I don’t know. I don’t even know how to imagine answering that question.

Anyway, in tandem with that, I read a rather inspiring book by Charles Cooke where he deals with restarting the piano as an adult. It was written in a very different era to mine, of course, and the exhortation to buy records (which were almost luxuries at the time) was charming in a world where all you have to do is go to Youtube, iTunes, Google Music, and find pretty much any recording you want to find, of any piece of music. Including my hated Pentatonic thing by Bartok. But Cooke had one message which is as relevant today as it was when you would be lucky if your local record store had the recording of a piece of music you were looking for. Practice.
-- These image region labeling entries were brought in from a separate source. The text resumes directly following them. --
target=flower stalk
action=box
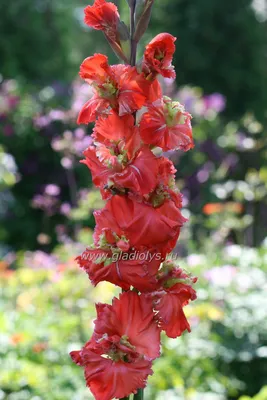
[70,0,196,400]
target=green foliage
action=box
[0,239,267,400]
[151,0,267,119]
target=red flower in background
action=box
[77,54,148,124]
[71,292,160,400]
[84,0,120,39]
[142,33,176,79]
[140,97,194,151]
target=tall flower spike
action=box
[71,0,196,400]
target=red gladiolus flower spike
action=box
[71,0,196,400]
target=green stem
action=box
[134,389,144,400]
[130,0,137,66]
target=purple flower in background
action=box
[24,250,59,270]
[204,265,237,287]
[44,183,60,196]
[60,203,71,216]
[204,93,226,114]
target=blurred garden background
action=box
[0,0,267,400]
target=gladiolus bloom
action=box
[71,292,160,400]
[84,0,120,39]
[149,262,197,338]
[142,33,176,79]
[77,245,164,292]
[77,54,148,124]
[94,195,186,253]
[140,97,194,151]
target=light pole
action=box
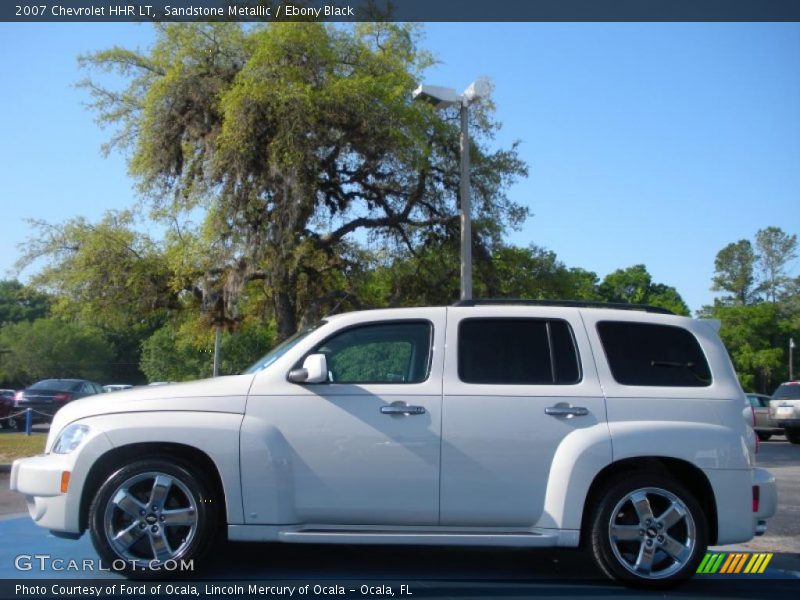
[413,79,490,300]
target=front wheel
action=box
[588,473,708,588]
[784,429,800,444]
[89,458,217,577]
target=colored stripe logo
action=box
[697,552,773,575]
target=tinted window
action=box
[597,321,711,387]
[772,383,800,400]
[747,394,769,408]
[314,322,431,383]
[458,319,580,385]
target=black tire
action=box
[89,457,218,578]
[584,472,708,589]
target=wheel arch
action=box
[79,442,227,533]
[581,456,718,545]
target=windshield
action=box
[772,383,800,400]
[28,379,81,392]
[242,321,327,375]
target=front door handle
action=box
[544,404,589,419]
[381,402,425,415]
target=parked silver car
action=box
[769,381,800,444]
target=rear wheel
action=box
[89,458,217,577]
[588,473,708,588]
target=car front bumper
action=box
[9,433,112,534]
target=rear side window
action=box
[597,321,711,387]
[772,383,800,400]
[458,319,581,385]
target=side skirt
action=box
[228,525,578,548]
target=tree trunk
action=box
[275,291,297,342]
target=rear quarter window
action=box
[458,318,581,385]
[597,321,711,387]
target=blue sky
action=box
[0,23,800,310]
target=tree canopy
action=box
[75,23,527,338]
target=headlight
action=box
[53,425,89,454]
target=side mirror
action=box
[289,354,328,383]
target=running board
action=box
[228,525,564,548]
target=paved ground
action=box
[0,438,800,598]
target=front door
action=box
[242,309,445,525]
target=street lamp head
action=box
[462,77,492,104]
[412,85,461,108]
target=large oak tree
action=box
[75,23,527,338]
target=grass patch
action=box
[0,433,47,464]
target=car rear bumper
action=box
[704,468,778,546]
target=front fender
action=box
[536,423,612,543]
[81,411,244,523]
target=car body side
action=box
[11,307,777,546]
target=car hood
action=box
[51,374,254,430]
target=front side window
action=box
[313,321,432,383]
[772,383,800,400]
[597,321,711,387]
[458,319,581,385]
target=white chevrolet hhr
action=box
[11,302,777,587]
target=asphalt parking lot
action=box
[0,437,800,598]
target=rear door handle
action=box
[544,404,589,419]
[381,403,425,415]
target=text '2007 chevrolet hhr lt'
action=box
[11,302,777,587]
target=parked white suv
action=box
[11,303,777,586]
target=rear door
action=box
[440,306,611,527]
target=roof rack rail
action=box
[453,298,675,315]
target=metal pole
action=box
[213,325,222,377]
[461,100,472,300]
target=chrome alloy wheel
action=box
[103,472,198,567]
[608,487,697,579]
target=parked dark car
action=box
[746,392,783,442]
[0,390,17,429]
[14,379,103,429]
Practice for at least an hour every day. I pretend I do this, although real life is fighting hard against it. In theory, though I practice between 7am and 8am most workday mornings at least. The question is, how do I get best out of that time?
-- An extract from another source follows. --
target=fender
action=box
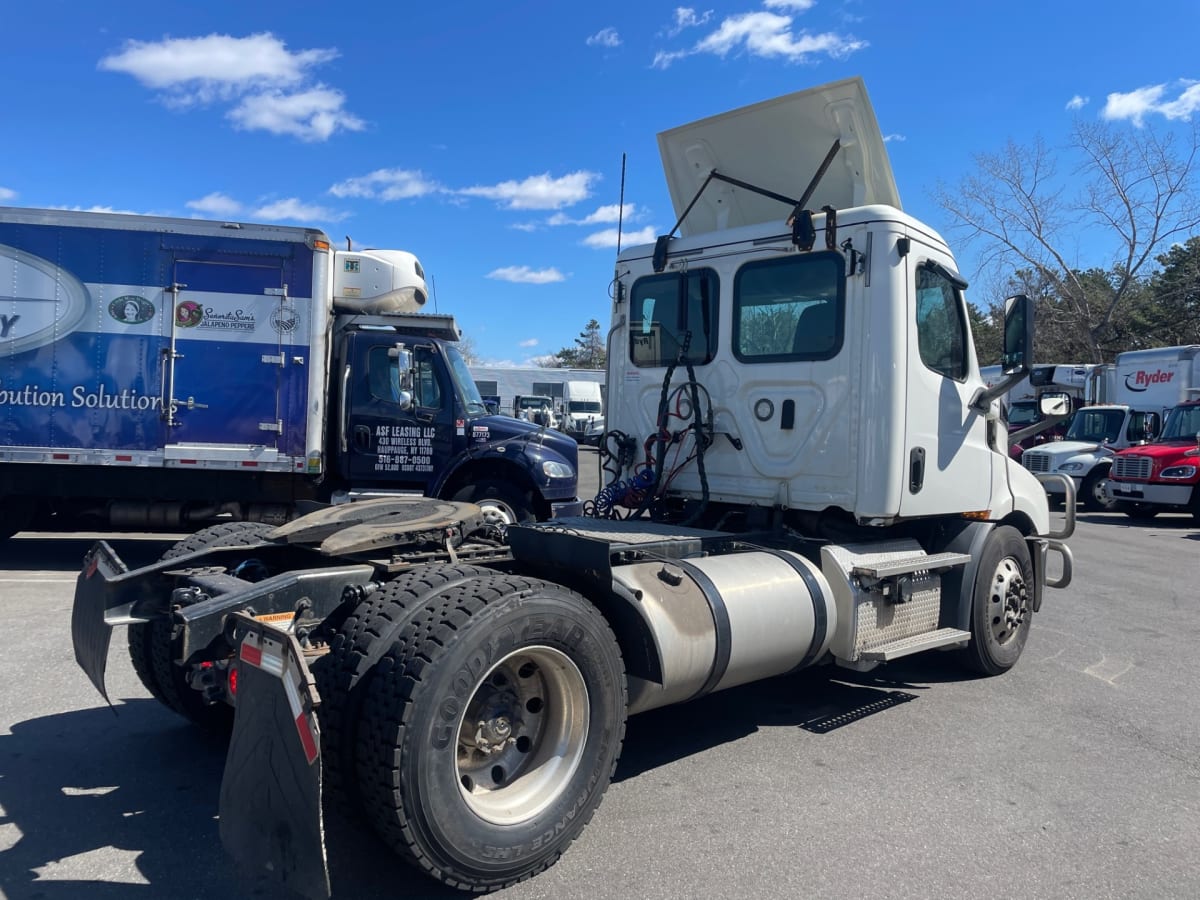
[430,416,578,500]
Cooke suggests time spent between repertoire, sight reading and technique. He suggests the bulk of time should go to repertoire and it should be repertoire you like. Maybe 10 minutes should go to technique. But that you should control the repertoire and the technique you choose to do. And if you practice for an hour daily, you will get better at piano.

I know for the last 40 years that if you practice something, you will get better at it. But I don’t know how to structure the practice really at the moment and this is something I am thinking about. I know you can’t practice in a vacuum and that you need goals and objectives. I know that I will be a year at least at Valse Fantaisie and I also suspect that one of the reasons I often default to the stuff I find easy is because I find it easy and because the rate of progress with Valse Fantaisie is glacial. Also, I am a perfectionist. Those 8 bars are hard

Also, I bought Hanon, and have found it less so much tedious and rather therapeutic.

So, I am thinking more in terms of strategic planning. I have plenty of sheet music. My daily music activities often include time on the tram working through sight reading apps. I know that’s improving, particularly on the top of the staff. Does this count as practice? Well yes, even if it’s away from the piano. I need to take account of the effort there. The bottom of the staff is proving harder and I need to move to the bass clef too

In terms of repertoire, I’d like to start AND finish something. This is probably unrealistic in the short term with Chopin Ballade No 2 and Gryaznov-Glinka Valse Fantaisie. They cast a different glow on things like Nocturne in C Sharp (posth) and the Moonlight Sonata. So I see an argument in favour of working through a challenge piece and a more accessible piece.

So, in short, for my piano practice duties, I see the following being necessary:

  • Scales
  • Technique/Therapy Hanon
  • Technique/School of Speed (Czerny)
  • Repertoire Accessible
  • Repertoire Impossible Dream
  • Pitch practice
  • Sight reading practice
  • Transcription of own output

After that, I can have self indulgence time. Playing the easy stuff, the stuff I already know, the stuff I want to maintain. I need party pieces and I used to play cliche Fur Elise and cliche Mozart Sonata in C (first movement). I’ll find out soon enough if they have made it to my piano music storage here but meh, cliché.

I should probably write up some goals to be honest and also, set priorities for those days when I don’t get to everything.